Here we are stranded
Somehow it seems the same
Beware, here comes the quiet life again(Japan, “Quiet life”, 1979)
Wojciech Bąkowski’s seventh solo exhibition at the Stereo features a selection of the artist’s most recent works, expanded by a video from 2011.
For the past several years, Bąkowski has been developing his own technique of drawing with charcoal on sanded cardboard. The resulting grainy depictions evoke underexposed views of cityscapes and household appliances in semi-darkness, as well as low-resolution video recordings. The artist himself traces the origins of his own aesthetic to the 1980s, particularly to the quality of VHS recordings from that period. Bąkowski’s work is almost entirely retrospective: he is interested in memory and perception, and is fascinated by the provisional and accidental nature of their construction. Hence the simple means, basic materials and home-made quality.

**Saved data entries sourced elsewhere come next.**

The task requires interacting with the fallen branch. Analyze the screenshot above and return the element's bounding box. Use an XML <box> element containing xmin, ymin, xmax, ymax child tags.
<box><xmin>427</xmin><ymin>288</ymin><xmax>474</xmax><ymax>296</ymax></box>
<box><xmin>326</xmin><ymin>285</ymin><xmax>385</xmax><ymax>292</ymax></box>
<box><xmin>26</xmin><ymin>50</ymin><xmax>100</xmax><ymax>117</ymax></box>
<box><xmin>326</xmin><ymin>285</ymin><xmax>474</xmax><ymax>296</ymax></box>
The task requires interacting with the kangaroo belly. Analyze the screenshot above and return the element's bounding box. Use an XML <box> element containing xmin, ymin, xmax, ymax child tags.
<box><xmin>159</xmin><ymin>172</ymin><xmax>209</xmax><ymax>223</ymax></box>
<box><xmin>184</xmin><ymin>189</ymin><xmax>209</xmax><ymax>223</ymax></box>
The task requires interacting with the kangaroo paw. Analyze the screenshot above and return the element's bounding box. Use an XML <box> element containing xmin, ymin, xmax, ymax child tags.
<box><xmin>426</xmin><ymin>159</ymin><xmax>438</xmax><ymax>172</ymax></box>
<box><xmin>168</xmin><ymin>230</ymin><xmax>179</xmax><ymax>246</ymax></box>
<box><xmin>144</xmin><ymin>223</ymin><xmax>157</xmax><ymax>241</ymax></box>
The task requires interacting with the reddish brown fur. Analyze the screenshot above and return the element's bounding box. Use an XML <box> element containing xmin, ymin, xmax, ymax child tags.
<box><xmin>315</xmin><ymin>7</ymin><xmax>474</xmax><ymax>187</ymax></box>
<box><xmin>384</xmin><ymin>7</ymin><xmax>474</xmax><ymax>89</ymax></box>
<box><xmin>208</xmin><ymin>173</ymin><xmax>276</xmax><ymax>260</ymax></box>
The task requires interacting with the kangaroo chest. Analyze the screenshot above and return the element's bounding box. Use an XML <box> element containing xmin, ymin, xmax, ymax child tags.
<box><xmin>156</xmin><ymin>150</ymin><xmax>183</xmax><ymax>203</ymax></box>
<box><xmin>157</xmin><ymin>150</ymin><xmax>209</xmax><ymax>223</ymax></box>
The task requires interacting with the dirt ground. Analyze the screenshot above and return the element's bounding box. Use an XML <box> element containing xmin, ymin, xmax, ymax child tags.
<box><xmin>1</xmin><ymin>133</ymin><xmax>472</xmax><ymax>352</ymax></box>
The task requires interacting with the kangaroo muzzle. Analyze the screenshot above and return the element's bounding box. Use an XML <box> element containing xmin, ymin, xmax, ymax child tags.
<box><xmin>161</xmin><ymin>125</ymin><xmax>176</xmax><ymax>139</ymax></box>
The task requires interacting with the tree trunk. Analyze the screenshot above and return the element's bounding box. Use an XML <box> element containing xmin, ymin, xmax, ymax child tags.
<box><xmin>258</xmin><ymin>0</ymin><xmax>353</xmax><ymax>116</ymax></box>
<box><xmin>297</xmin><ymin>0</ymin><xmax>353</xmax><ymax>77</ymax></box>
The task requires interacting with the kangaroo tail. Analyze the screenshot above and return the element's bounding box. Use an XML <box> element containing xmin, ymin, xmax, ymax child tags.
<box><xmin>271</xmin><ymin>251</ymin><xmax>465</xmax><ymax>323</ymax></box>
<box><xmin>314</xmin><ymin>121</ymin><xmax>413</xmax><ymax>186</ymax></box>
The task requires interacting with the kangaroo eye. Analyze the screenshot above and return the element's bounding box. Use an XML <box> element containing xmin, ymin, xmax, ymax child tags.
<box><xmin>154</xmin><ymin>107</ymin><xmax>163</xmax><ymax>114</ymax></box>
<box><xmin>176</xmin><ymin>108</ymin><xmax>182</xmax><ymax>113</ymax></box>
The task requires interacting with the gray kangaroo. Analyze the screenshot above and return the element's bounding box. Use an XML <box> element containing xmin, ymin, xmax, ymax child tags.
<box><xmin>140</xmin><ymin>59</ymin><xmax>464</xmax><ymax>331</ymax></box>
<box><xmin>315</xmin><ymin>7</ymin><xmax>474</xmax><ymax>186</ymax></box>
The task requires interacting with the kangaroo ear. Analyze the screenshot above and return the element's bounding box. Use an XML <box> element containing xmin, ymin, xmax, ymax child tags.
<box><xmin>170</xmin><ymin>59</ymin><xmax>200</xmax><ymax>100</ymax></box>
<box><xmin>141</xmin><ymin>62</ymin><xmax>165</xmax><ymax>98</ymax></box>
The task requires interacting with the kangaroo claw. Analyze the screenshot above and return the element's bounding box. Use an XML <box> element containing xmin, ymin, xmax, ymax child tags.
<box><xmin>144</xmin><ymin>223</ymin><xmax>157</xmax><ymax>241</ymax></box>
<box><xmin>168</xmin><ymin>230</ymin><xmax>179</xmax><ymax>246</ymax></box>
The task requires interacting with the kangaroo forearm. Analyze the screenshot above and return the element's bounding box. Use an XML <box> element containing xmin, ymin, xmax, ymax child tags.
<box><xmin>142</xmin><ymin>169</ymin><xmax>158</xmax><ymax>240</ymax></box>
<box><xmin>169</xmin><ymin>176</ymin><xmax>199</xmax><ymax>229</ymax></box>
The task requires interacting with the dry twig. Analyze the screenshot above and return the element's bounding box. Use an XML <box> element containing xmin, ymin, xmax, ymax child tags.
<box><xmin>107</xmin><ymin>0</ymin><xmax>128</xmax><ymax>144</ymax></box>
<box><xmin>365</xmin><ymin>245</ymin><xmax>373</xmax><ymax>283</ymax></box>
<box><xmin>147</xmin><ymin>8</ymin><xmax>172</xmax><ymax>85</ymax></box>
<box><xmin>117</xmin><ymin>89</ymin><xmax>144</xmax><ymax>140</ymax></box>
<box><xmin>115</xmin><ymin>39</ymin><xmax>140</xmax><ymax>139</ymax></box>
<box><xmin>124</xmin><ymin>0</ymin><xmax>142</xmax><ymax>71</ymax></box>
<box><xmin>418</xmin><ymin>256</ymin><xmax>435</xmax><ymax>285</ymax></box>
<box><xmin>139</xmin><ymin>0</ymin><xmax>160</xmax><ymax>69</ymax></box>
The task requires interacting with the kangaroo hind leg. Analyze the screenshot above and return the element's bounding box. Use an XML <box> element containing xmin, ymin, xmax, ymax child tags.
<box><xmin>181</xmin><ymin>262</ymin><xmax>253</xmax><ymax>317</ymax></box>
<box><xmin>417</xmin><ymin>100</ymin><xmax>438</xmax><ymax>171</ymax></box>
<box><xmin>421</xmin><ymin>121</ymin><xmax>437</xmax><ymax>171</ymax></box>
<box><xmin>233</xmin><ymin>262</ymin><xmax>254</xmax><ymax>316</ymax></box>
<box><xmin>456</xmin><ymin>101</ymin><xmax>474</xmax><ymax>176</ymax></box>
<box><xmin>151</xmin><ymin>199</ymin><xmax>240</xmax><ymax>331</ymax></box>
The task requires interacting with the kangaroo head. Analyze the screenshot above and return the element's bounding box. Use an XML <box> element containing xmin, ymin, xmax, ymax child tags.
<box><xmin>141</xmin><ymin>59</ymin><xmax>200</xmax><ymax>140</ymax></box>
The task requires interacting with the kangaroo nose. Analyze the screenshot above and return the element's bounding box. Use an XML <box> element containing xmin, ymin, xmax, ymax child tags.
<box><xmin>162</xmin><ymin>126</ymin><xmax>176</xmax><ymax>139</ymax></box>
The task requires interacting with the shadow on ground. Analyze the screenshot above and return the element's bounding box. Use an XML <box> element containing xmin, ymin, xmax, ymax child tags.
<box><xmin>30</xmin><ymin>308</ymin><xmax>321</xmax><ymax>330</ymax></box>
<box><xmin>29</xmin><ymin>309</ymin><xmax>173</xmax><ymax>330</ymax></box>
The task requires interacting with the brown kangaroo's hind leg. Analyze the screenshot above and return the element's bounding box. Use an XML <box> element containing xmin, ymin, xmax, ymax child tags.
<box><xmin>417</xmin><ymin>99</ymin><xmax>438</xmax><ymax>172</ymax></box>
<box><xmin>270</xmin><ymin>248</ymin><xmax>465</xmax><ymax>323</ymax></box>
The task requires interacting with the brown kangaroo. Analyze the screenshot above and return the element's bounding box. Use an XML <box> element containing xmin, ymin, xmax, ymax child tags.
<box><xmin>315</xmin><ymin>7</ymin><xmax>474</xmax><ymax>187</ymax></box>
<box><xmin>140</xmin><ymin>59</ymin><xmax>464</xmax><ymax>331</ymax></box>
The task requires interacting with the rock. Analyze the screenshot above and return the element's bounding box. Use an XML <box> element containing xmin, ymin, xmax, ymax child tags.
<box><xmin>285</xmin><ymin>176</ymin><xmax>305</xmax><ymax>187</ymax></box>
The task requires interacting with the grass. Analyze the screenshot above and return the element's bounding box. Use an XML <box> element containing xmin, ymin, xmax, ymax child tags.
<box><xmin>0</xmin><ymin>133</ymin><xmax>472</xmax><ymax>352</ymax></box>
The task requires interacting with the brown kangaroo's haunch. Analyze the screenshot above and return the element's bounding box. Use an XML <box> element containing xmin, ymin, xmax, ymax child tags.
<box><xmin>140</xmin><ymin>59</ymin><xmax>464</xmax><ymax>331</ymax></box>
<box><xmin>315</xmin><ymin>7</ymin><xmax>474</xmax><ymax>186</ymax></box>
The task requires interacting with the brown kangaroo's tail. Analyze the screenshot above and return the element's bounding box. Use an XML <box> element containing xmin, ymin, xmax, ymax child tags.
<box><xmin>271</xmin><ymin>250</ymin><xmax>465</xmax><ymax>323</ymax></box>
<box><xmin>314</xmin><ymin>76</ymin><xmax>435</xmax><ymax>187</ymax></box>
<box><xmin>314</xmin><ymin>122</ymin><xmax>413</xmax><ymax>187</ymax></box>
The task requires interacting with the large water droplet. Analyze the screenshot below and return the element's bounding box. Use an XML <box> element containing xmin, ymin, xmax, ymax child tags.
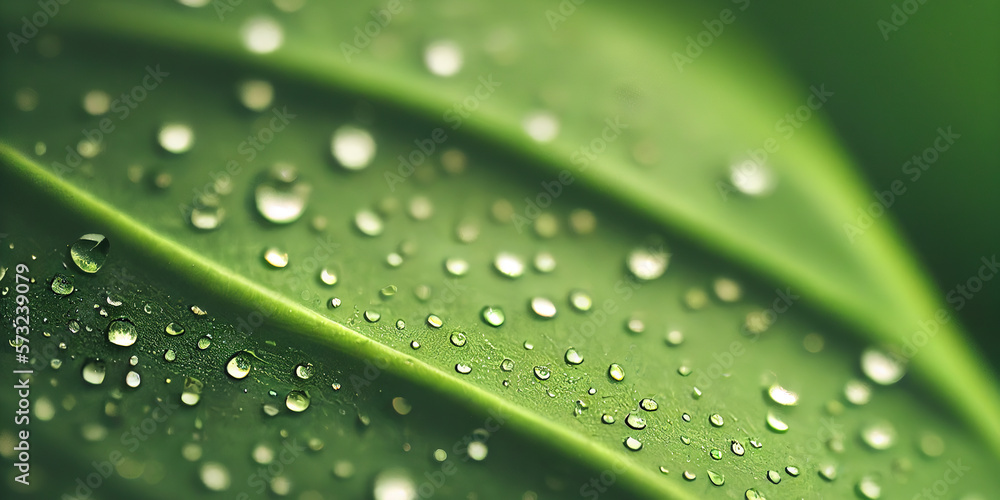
<box><xmin>531</xmin><ymin>297</ymin><xmax>557</xmax><ymax>318</ymax></box>
<box><xmin>70</xmin><ymin>234</ymin><xmax>109</xmax><ymax>273</ymax></box>
<box><xmin>241</xmin><ymin>16</ymin><xmax>283</xmax><ymax>54</ymax></box>
<box><xmin>861</xmin><ymin>348</ymin><xmax>905</xmax><ymax>385</ymax></box>
<box><xmin>181</xmin><ymin>377</ymin><xmax>203</xmax><ymax>406</ymax></box>
<box><xmin>332</xmin><ymin>126</ymin><xmax>376</xmax><ymax>170</ymax></box>
<box><xmin>625</xmin><ymin>413</ymin><xmax>646</xmax><ymax>430</ymax></box>
<box><xmin>627</xmin><ymin>245</ymin><xmax>669</xmax><ymax>280</ymax></box>
<box><xmin>355</xmin><ymin>209</ymin><xmax>384</xmax><ymax>236</ymax></box>
<box><xmin>767</xmin><ymin>383</ymin><xmax>799</xmax><ymax>406</ymax></box>
<box><xmin>158</xmin><ymin>123</ymin><xmax>194</xmax><ymax>154</ymax></box>
<box><xmin>226</xmin><ymin>352</ymin><xmax>252</xmax><ymax>379</ymax></box>
<box><xmin>82</xmin><ymin>359</ymin><xmax>106</xmax><ymax>385</ymax></box>
<box><xmin>533</xmin><ymin>366</ymin><xmax>551</xmax><ymax>380</ymax></box>
<box><xmin>766</xmin><ymin>470</ymin><xmax>781</xmax><ymax>484</ymax></box>
<box><xmin>255</xmin><ymin>166</ymin><xmax>310</xmax><ymax>224</ymax></box>
<box><xmin>481</xmin><ymin>306</ymin><xmax>505</xmax><ymax>327</ymax></box>
<box><xmin>373</xmin><ymin>469</ymin><xmax>416</xmax><ymax>500</ymax></box>
<box><xmin>424</xmin><ymin>40</ymin><xmax>463</xmax><ymax>77</ymax></box>
<box><xmin>766</xmin><ymin>411</ymin><xmax>789</xmax><ymax>432</ymax></box>
<box><xmin>844</xmin><ymin>379</ymin><xmax>872</xmax><ymax>405</ymax></box>
<box><xmin>285</xmin><ymin>390</ymin><xmax>310</xmax><ymax>412</ymax></box>
<box><xmin>708</xmin><ymin>470</ymin><xmax>725</xmax><ymax>486</ymax></box>
<box><xmin>125</xmin><ymin>370</ymin><xmax>141</xmax><ymax>388</ymax></box>
<box><xmin>263</xmin><ymin>247</ymin><xmax>289</xmax><ymax>268</ymax></box>
<box><xmin>494</xmin><ymin>252</ymin><xmax>525</xmax><ymax>278</ymax></box>
<box><xmin>107</xmin><ymin>319</ymin><xmax>137</xmax><ymax>347</ymax></box>
<box><xmin>639</xmin><ymin>398</ymin><xmax>658</xmax><ymax>411</ymax></box>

Despite their idiosyncratic foundations, Bąkowski’s works are communicative and open – the artist leads us through the corridors and rooms of his own inner life, searching for similarities and understanding. It is a friendly encounter. Intriguing in this context is the video work Exercises for true friends (2011), constructed from stop-motion and digitally animated elements along with an experimental soundtrack, consisting of a sequence of scenes – tests of attention and patience and, ultimately, a sense of humour. Bąkowski dedicates his work to the audience (the key preposition ‘for’), but its title is formulated as if the final results of the ‘exercises’ were also to provide him with information.